With a view to military matters, CSW constitute a very special operational sphere that demands specific capabilities and policies.
The relevance of the maritime domain becomes very obvious by simply reflecting the so called “70-80-90 rule of thumb”:
- 70 percent of the earth’s surface is covered by water;
- 80 percent of the world’s population lives in proximity to a coast;
- 90 percent of all international trade is transported by sea.
As a global commons, the sea remains of high significance to the international community as well as to individual states. It should be considered quite an acceptable observation to state that everyone is, directly or indirectly, affected by maritime issues; whether it be by trade, exploration, nutrition, or even simple proximity. Thus, the protection of the maritime environment is of essential importance for mankind. Especially a continuous and unhampered flow of goods is the basis of all economy and is vital for the wealth and prosperity of humanity.

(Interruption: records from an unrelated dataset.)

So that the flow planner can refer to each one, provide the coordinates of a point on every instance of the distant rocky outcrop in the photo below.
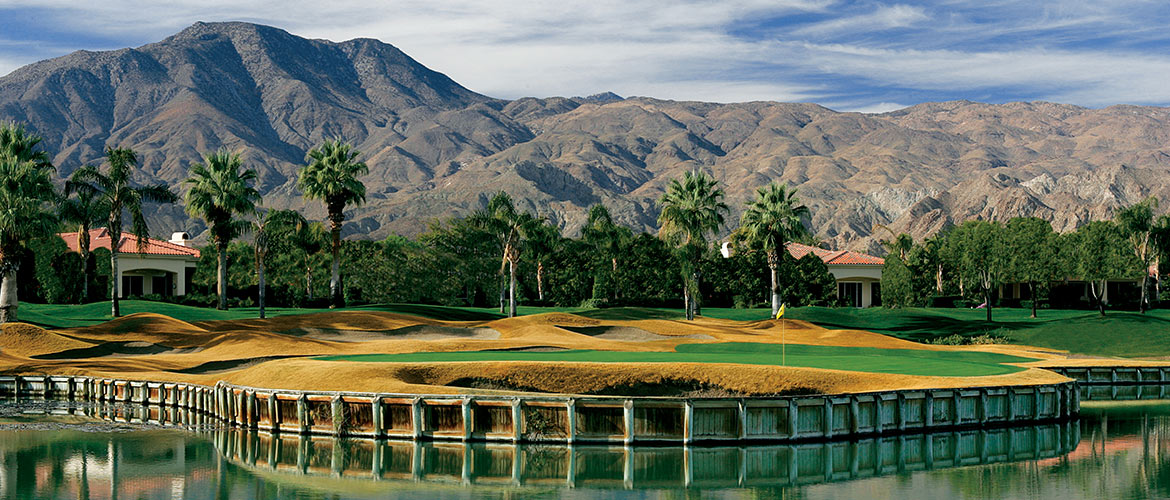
(436, 149)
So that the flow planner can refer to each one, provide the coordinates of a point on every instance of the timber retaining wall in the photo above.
(573, 419)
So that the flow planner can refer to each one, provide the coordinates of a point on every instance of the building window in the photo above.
(850, 293)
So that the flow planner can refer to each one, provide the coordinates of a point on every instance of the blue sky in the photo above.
(847, 55)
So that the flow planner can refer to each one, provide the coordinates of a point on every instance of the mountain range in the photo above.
(436, 149)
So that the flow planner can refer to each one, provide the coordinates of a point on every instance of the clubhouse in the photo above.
(162, 268)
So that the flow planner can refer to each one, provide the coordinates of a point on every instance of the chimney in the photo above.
(180, 238)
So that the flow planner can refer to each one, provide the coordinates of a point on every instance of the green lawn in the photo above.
(880, 361)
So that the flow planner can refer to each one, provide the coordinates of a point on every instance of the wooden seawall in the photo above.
(577, 419)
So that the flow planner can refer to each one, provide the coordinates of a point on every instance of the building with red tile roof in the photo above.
(158, 267)
(858, 275)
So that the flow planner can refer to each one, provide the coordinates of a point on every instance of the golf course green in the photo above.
(853, 358)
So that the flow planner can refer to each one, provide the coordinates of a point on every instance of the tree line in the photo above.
(971, 261)
(496, 252)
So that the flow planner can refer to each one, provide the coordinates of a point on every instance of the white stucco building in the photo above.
(858, 275)
(163, 267)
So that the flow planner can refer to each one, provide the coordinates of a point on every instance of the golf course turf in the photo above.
(871, 360)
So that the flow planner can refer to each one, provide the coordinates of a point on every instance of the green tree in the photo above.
(219, 192)
(331, 176)
(272, 231)
(772, 220)
(307, 240)
(26, 191)
(56, 269)
(1100, 254)
(543, 241)
(982, 257)
(83, 211)
(114, 191)
(896, 282)
(463, 257)
(1031, 254)
(1136, 223)
(607, 240)
(510, 227)
(690, 209)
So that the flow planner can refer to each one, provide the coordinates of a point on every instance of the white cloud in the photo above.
(1082, 77)
(880, 19)
(703, 49)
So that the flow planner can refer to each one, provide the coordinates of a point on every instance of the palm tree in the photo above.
(309, 238)
(83, 211)
(114, 191)
(510, 228)
(272, 232)
(543, 241)
(771, 220)
(692, 209)
(331, 176)
(606, 238)
(219, 191)
(25, 191)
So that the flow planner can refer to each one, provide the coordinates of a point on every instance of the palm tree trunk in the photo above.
(776, 289)
(696, 298)
(335, 281)
(308, 279)
(1146, 283)
(260, 279)
(221, 274)
(503, 293)
(938, 279)
(8, 299)
(1099, 296)
(986, 299)
(613, 280)
(83, 246)
(539, 280)
(511, 289)
(115, 286)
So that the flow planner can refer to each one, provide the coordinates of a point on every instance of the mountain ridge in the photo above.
(435, 148)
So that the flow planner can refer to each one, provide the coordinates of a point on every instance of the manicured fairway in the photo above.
(880, 361)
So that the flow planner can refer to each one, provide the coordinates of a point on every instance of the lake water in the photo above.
(57, 450)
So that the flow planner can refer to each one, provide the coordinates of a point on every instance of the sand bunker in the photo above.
(272, 354)
(25, 340)
(631, 334)
(219, 367)
(115, 349)
(415, 333)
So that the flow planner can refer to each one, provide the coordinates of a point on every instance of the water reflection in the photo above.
(57, 451)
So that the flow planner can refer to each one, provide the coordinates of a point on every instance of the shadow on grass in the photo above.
(630, 314)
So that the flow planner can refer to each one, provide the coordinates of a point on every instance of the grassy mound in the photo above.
(869, 360)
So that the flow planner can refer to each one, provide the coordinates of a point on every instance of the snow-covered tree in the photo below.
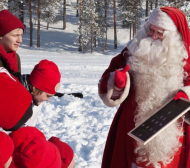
(88, 26)
(131, 12)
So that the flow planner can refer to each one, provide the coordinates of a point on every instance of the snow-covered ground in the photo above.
(82, 123)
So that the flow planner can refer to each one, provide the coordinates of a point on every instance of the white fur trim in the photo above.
(186, 89)
(106, 98)
(162, 20)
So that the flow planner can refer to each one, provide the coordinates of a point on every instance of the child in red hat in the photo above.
(32, 150)
(15, 102)
(11, 30)
(6, 150)
(42, 83)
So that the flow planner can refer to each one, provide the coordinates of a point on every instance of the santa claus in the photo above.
(151, 70)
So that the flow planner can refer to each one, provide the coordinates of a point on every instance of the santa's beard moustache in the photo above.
(157, 77)
(152, 51)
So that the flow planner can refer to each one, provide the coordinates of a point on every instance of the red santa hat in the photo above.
(24, 133)
(8, 22)
(37, 152)
(6, 148)
(15, 102)
(45, 76)
(170, 18)
(65, 150)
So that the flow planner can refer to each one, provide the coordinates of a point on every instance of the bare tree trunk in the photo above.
(151, 5)
(64, 14)
(31, 25)
(21, 10)
(91, 38)
(115, 31)
(134, 29)
(146, 8)
(77, 14)
(156, 3)
(80, 20)
(130, 31)
(47, 22)
(38, 31)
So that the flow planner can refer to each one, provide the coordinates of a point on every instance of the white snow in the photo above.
(82, 123)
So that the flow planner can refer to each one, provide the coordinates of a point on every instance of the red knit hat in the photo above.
(6, 147)
(180, 21)
(45, 76)
(36, 152)
(15, 102)
(24, 133)
(8, 22)
(65, 150)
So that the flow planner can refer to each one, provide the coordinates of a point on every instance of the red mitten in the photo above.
(103, 84)
(120, 78)
(180, 94)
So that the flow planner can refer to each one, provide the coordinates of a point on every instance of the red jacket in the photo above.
(119, 148)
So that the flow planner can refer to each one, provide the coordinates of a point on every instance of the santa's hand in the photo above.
(120, 78)
(180, 94)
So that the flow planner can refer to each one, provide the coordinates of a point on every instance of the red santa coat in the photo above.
(119, 148)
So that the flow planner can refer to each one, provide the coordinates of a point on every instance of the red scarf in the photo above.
(10, 59)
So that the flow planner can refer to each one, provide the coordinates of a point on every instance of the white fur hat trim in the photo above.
(162, 20)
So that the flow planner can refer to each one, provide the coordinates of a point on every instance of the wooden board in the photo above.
(160, 120)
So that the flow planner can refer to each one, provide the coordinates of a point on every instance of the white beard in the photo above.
(158, 75)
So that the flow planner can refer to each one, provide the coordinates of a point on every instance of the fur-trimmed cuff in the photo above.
(186, 89)
(106, 98)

Any sea traffic inevitably requires sailing through CSW at least twice, as a ship leaves and enters a port, but most of the time even more frequently as it usually transits through marginal seas, narrow straits, choke points, etc. Therefore, any obstruction, and especially a disruption of the safe passage through CSW, creates a huge impact on our livelihood.
Following this persuasive logic, the need for a Centre of Excellence dealing with the specific challenges for operations in CSW becomes very clear.
CSW is a cramped, congested and contested operational environment that is especially characterised by extraordinary complexity, a multitude of interactions, surprise, speed, disguise and, of course, diversity of actors. Furthermore, the rapid as well as unpredictable changing of conditions and circumstances, including the frequent shift of tactical advantage from one side to another, is typical.
With these attributes, CSW constitute an extremely challenging littoral battle-space which affects the freedom of movement and action by specific geographical and geophysical factors as well as manifold threats and risks. On the other side, CSW also offers a broad range of possibilities and opportunities for military operations.
Principally being a maritime sphere, CSW is a theatre of operations also significantly interrelated with the other domains (air, land, space and cyber). Consequently, the greatest possible joint interaction takes place in CSW, involving all major military components and services.